When Captain Hugh Calverley arrived in the township after World War I, his family was considered foreigners. His daughter Sybil grew up in this neighbourhood on the farm next door. She went to the one room school at Snyder’s Corners, played in the woods, helped with chores in the barn, swam in the pond, and square danced at that Township Hall.
Sybil recalls that even through the Great Depression, neighbours helped neighbours. This was a community where everyone knew everyone and there was much kindness and shared stories about “olden times”. A natural curiosity and overload of energy led Sybil through many adventures: After studying Art and Archaeology, University of Toronto, and two years studying and travelling in Europe, she became an Art Specialist and taught. In 1972 she discovered fibre art through Constance Howard and and is still teaching.

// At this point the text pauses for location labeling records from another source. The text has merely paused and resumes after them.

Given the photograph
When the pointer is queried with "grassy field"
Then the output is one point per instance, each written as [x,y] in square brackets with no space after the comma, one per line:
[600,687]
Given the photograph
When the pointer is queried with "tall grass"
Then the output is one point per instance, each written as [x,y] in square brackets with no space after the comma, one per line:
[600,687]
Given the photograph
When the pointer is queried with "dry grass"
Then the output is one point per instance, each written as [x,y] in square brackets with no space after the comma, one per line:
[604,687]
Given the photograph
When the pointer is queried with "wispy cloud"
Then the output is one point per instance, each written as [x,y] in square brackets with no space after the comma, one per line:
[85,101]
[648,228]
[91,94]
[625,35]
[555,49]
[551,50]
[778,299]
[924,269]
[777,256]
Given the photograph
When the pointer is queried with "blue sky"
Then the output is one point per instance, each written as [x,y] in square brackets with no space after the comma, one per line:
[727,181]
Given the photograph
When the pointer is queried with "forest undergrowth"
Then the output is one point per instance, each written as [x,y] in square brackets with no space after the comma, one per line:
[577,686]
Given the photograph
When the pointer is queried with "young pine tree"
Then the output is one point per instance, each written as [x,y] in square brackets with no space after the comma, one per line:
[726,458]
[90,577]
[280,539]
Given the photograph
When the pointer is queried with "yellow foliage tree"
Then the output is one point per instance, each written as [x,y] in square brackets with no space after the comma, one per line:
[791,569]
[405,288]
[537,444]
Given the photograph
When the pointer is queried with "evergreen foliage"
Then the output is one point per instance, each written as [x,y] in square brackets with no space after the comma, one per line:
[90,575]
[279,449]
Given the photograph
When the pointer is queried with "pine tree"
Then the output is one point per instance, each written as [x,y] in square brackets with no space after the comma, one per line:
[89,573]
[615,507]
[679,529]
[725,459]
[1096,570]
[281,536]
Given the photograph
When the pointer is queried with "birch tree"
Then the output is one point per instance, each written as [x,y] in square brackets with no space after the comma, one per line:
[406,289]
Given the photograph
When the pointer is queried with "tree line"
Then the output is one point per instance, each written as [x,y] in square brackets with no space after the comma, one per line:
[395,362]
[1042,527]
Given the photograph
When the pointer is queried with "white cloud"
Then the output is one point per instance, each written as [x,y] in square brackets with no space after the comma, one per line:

In 1950, Sybil’s father bought this Joshua Creek farm at an auction for her brother and his bride. After two years of hard work of putting things in order, the newlyweds decided to move west. In 1954, Sybil and her husband Leo moved in and raised their five sons here. The boys enjoyed growing up in the country, were educated and then departed to live their own lives. The house was empty. It was time to follow her dream of creating an art centre. Now the grandmother of ten and a great-grandmother, Sybil Rampen soldiers on, creating havoc as usual and enjoying the process.